This week the accolade goes to Arron Bardoe for his response to the post: Brokers say regulator is right to question mortgage club fees.
He said: “I agree the market needs reform. Prior to the electronic age in which we now live, clubs would market rate changes, literature and administer payments. The internet, email and BACS have now removed these issues.
“Many clubs still offer help with placing cases, but, as most lenders will not pay brokers directly, why should all brokers pay for a service they may not use?
“The exclusives can be helpful, but often we see the same ‘exlcusive’ with every club, which causes additional issues on Trigold when the same product is shown multiple times.
“The advocate of clubs above mentions it is a small fee, but it is around 9% of a broker’s mortgage revenue, which I would not consider small.
“A broker earning say £100,000 in proc fees each year will be paying £9,000 in fees, which would equate to say a part-time administrator. Across larger brokerages, this would fund full-time support and paraplanners.
“For most brokerages of 1-25 advisers, there is little choice other than to use a club as lenders will either not pay directly or they significantly reduce the proc fee.

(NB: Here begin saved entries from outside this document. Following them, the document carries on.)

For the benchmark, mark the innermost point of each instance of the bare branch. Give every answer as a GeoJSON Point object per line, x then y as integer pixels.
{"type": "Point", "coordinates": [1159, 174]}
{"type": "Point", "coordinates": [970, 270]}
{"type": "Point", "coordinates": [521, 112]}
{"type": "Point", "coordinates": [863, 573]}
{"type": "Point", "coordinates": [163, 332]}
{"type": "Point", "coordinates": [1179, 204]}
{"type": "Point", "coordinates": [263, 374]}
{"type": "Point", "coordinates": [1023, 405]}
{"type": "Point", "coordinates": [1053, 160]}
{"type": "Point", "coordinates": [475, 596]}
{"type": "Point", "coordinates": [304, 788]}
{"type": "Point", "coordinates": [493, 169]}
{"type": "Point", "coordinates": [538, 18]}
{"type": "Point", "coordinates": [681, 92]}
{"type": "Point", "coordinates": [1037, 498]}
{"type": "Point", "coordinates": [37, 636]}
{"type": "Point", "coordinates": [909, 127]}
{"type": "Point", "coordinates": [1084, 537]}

“Indeed, for many, the clubs take 9% and only serve to delay payment of a proc fee; I know some pay the same day, but not all and even so, it still means we get paid a day later.
“Accordingly, the FCA is right to question the value of clubs and I suggest it is time for them to make their case to justify 9% of brokerage revenue.
“In addition, I suggest lenders should also explain why they will not pay the same gross fee directly as they pay through clubs.
“These clubs do not undertake any compliance or quality checking and, for most brokers, it is simply a case of selecting a club from the drop down menu.
“Lastly, I would suggest most brokers review what service they are receiving from their club in support 9% of their income. Even a broker earning just £20,000 in proc fees is paying £1,800 pa.”